During my teenage years and even my early twenties, I struggled a lot with coming to terms with the loss of this relationship, but now that I’m seeing the world through a different lens, I’ve taken an incredibly positive message away from the whole process. The Minimalists posted on social media just recently the following maxim, which I think perfectly summarises what I took away from the experience:
You can’t change the people around you, but you can change the people around you.
Each time I read that, it just seems more and more brilliant. It’s so logical. I couldn’t change my father – biology had already taken care of that – and I couldn’t change his behaviour towards me. But I have the ability to create my own reality and choose who is, and who isn’t, part of that reality. I have realised that that relationship, and the pain I was feeling from the loss of it, wasn’t adding any value to my life, so it was time to just let go and consciously, intentionally, construct a reality that brings me happiness. I finally understood that while the loss of that relationship is sad, it doesn’t have to make me sad. The idea of letting go of my father’s surname and the baggage that for me is associated with it feels like an empowering way I can continue to let go of the past and move towards a more positive, more intentional future.
So, how did we get from marriage-related name changes to minimalism? Well, that’s the beauty of minimalism! It can apply to any area of our lives if we let it work its magic.
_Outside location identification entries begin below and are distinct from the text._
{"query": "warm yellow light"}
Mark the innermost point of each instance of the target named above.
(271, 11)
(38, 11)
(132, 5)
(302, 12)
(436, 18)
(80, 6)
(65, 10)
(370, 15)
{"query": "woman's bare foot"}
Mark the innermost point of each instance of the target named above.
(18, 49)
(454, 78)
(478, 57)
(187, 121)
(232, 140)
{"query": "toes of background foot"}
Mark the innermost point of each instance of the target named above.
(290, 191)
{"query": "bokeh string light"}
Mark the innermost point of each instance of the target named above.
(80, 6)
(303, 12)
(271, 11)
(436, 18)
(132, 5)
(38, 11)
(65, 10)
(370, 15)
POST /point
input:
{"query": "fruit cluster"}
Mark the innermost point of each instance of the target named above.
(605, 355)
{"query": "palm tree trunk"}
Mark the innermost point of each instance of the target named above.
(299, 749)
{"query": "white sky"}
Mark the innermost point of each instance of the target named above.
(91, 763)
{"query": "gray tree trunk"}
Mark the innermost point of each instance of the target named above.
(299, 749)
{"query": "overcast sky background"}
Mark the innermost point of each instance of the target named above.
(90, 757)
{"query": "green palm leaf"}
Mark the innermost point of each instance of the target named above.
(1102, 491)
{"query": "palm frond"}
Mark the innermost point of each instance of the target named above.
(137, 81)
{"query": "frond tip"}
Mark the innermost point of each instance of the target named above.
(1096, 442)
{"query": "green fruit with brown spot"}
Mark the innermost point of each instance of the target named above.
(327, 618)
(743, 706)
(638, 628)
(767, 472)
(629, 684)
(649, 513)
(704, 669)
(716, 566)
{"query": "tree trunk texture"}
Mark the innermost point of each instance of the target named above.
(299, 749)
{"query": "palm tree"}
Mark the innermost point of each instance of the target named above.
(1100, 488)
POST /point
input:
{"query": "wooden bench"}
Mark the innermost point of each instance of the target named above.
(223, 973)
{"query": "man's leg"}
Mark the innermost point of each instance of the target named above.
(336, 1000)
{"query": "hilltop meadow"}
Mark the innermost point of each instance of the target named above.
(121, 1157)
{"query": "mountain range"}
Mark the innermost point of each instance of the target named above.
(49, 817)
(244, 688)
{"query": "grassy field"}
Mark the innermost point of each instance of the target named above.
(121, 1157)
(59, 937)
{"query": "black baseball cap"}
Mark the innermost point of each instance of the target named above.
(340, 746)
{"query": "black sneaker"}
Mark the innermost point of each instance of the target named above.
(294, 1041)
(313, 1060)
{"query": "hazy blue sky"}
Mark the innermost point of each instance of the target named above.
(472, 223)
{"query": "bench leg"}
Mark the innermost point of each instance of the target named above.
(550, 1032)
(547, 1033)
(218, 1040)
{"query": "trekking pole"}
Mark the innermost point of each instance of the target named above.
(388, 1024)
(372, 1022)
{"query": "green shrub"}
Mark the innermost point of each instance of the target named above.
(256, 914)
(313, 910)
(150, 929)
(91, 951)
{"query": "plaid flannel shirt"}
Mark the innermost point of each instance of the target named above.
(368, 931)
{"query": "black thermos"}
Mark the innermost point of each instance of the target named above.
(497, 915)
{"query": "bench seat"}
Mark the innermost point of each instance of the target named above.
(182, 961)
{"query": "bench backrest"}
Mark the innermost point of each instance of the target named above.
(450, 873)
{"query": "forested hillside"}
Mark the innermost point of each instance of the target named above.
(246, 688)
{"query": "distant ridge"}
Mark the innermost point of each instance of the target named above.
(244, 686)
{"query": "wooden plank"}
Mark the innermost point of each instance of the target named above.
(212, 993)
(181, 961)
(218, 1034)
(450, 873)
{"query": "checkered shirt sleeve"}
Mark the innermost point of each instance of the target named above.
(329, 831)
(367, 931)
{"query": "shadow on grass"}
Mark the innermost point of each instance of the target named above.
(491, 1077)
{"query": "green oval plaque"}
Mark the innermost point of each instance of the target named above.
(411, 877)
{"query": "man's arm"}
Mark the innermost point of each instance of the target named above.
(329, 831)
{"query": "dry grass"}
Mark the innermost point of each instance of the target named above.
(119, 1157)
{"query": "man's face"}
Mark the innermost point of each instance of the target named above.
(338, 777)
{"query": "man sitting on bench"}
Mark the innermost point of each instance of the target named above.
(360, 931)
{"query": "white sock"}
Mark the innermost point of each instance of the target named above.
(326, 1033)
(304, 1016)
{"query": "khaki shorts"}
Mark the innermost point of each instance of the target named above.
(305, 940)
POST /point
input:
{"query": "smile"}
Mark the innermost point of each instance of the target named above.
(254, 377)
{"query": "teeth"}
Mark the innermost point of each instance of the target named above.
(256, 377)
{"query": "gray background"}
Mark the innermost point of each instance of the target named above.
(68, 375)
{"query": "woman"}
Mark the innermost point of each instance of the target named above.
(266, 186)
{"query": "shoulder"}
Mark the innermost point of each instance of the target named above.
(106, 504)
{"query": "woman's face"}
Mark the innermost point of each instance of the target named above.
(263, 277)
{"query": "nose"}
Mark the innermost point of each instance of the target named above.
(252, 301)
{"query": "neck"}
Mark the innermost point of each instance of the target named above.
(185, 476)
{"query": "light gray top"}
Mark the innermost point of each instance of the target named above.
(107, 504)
Minimalism has helped me to realise that it’s ok to make a decision that may seem counterintuitive to my long-standing beliefs. If that decision brings value to my life, then it’s the right decision for me. In this instance, I won’t be changing my name because I feel obliged (in fact, my partner feels a bit weird that I want to do it at all), or because society expects it of me, but because it fits into my wider picture of living a life that brings me happiness and contentment. In all honesty, that’s much more empowering than feeling that my name no longer aligns with the reality I have worked so hard to create for myself, and the identity associated with that.
What are your thoughts on names and name changes? Are there any areas of your life where minimalism has unexpectedly brought insight?